In the literature, there is no study showing the association between of insulin and cortisol levels on motor function recovery. Moreover, none of the above-mentioned studies have shown a direct effect of one of the parameters or screen tests. After brain or spinal cord injury occurs the impairment of autoregulation and glucose levels are increased. In some studies, dysregulated glucose metabolism has also been shown to be prolonged for months after stroke (23). A neuroendocrine stress response and an inflammatory response may also play a role in generating hyperglycemia (24). The cortisol, one of the core regulators of both the stress response and plasma glucose concentration, is directly neurotoxic and inhibits recovery after brain injury. We included patients with neurological disorders in early period. Therefore, we may have found a relationship between motor function recovery and insulin and cortisol levels in stroke patients. We found no relationship between these parameter levels and the DRS and ASIA scale. This might be depend on that DRS is a more comprehensive scale that evaluates disability in all aspects, not only motor recovery but also cognitive abilities. Similarly, the ASIA scale includes both the motor and the sensory levels.
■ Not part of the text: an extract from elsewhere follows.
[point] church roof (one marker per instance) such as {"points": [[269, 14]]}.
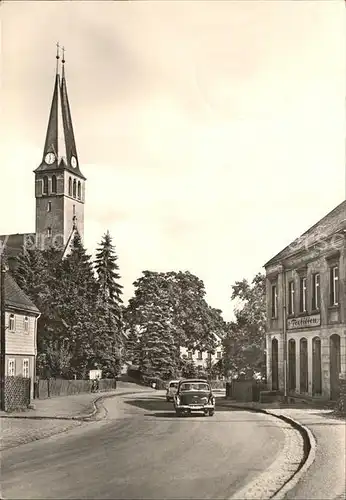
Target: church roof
{"points": [[14, 243], [332, 223], [15, 297], [60, 152]]}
These results are important because it suggests that the catabolic process may continue in the rehabilitation period, even if BMI and albumin levels are normal. We consider that initial higher ESR and CRP levels and a lower total lymphocyte count together support this view. Insulin level depends on many parameters such as insulin resistances, a significant limitation of our study was the lack of serum glucose level evaluation which is unlikely to calculate insulin resistance. Another limitation of our study was that the duration of stay in critical care services associated with nutritional status was not noted.

Conclusion

Insulin and cortisol levels may be predictors in motor function recovery of stroke patients in rehabilitation process. Strategies should be developed for early detection and treatment of malnutrition both during hospitalization and follow-up. Multidisciplinary team work and the implementation of specific nutritional interventions can enhance the improvement of outcomes in neurological diseases.

Ethical considerations

Ethical issues (Including plagiarism, informed consent, misconduct, data fabrication and/or falsification, double publication and/or submission, redundancy, etc.) have been completely observed by the authors.